広末涼子に「早く投げなさいよ」と突っ込む落合。
デビュー曲『MajiでKoiする5秒前』が球場に流れる中、マウンドに向かった広末はキャッチャー古田敦也(ヤクルト)のサインに向かって何度か首を振るジャスチャー。
それに対して打席を外し、巻きのポーズで「早く投げなさいよ」と突っ込む落合。
ちなみにこの試合の全パ4番はイチロー(オリックス)、MVPは清原和博(巨人)である。早いもので、あれから20年が経つ。
「落合さんのことを悪く言う人は多いですけど……」
この年のオールスターではひとつのドラマがあった。
巨人から移籍した選手たちにスポットを当てた名著『元・巨人』の中で香田勲男(近鉄)が、監督推薦で初めてのオールスターに出場した時のことをこう振り返っている。
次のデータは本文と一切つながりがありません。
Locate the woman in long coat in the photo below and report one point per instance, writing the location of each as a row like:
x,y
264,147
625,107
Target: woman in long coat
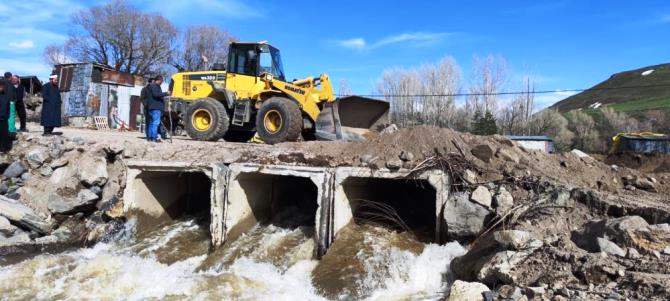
x,y
51,106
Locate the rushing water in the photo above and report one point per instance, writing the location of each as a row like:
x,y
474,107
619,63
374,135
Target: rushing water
x,y
267,263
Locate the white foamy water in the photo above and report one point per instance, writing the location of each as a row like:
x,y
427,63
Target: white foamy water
x,y
268,263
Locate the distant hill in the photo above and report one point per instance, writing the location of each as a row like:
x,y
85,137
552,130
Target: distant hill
x,y
626,91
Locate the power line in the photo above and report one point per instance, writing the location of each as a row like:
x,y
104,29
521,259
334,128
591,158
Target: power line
x,y
514,92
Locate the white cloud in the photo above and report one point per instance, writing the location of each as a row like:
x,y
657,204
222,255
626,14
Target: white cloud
x,y
25,66
356,43
22,44
545,100
414,39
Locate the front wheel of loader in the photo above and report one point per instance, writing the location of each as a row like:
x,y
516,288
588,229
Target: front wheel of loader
x,y
279,120
206,120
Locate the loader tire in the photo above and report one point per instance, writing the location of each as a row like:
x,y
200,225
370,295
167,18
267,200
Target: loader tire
x,y
279,120
206,120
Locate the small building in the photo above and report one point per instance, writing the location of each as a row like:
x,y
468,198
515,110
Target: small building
x,y
542,143
641,143
91,89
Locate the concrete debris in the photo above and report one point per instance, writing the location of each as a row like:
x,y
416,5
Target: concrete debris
x,y
470,176
36,157
467,291
481,195
464,219
609,247
84,201
394,164
92,171
16,169
503,201
483,152
6,228
60,162
516,240
406,156
22,216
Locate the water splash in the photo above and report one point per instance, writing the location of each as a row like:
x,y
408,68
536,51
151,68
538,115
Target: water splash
x,y
267,263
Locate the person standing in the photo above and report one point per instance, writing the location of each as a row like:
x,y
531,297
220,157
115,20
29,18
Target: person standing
x,y
51,106
20,92
156,105
144,99
5,140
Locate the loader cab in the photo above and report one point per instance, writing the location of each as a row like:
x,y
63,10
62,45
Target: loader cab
x,y
253,59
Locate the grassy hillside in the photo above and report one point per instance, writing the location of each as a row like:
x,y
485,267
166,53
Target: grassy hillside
x,y
628,91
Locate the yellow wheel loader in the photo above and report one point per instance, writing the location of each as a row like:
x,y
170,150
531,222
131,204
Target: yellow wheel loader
x,y
251,95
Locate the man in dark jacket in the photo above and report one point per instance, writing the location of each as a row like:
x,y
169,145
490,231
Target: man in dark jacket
x,y
18,104
5,140
144,98
51,106
156,105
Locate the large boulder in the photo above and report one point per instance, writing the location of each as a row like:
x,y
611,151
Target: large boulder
x,y
93,171
36,157
481,196
22,216
482,152
14,170
6,228
467,291
494,258
464,218
503,201
84,201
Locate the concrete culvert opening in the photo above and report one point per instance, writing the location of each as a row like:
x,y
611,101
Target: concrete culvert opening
x,y
398,204
284,201
169,195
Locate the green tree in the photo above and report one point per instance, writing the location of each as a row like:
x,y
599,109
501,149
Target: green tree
x,y
484,124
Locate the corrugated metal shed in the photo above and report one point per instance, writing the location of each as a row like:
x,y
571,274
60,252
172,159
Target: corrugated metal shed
x,y
643,144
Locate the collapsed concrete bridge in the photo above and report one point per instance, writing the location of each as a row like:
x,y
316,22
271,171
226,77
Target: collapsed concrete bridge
x,y
241,195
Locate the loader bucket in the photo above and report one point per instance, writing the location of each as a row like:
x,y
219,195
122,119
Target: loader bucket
x,y
352,118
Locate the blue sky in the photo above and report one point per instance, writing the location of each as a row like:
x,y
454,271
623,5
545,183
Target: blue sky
x,y
562,44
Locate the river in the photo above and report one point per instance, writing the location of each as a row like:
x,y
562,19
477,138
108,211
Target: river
x,y
174,262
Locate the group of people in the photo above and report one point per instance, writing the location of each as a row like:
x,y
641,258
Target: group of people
x,y
12,93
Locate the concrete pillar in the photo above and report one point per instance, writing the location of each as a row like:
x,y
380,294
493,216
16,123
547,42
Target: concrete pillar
x,y
353,184
255,191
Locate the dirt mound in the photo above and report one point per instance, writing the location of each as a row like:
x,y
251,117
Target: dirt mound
x,y
655,163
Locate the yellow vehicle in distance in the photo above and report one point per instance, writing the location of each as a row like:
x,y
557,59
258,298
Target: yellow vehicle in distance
x,y
252,96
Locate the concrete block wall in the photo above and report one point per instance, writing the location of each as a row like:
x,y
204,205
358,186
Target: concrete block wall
x,y
244,194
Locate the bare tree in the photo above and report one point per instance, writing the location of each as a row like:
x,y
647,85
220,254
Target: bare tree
x,y
55,55
552,124
515,116
424,95
489,75
203,46
119,35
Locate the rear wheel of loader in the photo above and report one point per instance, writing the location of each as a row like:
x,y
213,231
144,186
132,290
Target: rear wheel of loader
x,y
207,120
279,120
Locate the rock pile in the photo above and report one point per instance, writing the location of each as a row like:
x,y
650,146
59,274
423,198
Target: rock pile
x,y
52,190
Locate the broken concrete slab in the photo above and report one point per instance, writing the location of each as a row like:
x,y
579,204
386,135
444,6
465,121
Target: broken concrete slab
x,y
92,171
22,216
464,218
472,291
14,170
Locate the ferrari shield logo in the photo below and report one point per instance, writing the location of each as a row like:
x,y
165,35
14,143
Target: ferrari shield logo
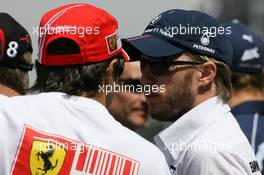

ローテの谷間で投げていた巨人時代は、自分とは無縁に思っていた夢の大舞台。しかも、香田は本拠地の大阪ドームでリリーフ登板すると石井琢朗(横浜)、古田敦也(ヤクルト)と2者連続三振。さらに松井秀喜(巨人)までもゴロに打ち取った。
チェンジになってベンチに戻ると突然、巨人時代の元チームメイト落合が「おい、香田、これ。記念になる」とボールを差し出してきた。なんと、松井がファールした時のボールだという。落合が、そのファールボールをポケットに入れて取っておいてくれたのだ。
「すごいなぁ、この人は」
香田は元三冠王の心づかいに感激する。
「落合さんのことをいろいろと悪く言う人は多いですけど、本当はそういう心づかいがすごくできる人なんです。落合さんみたいな人が、僕みたいな人間にそういうことをしてくれるんですよ。すごく嬉しかった」
一度東京で挫折して、新天地の大阪で再起を計りようやくこの場所へたどり着いた。流れた時間をかみしめながら、そのさりげない優しさが身に沁みた。
ちなみにこの時のボールは、落合にサインをしてもらい、香田家で大事に飾ってあるという。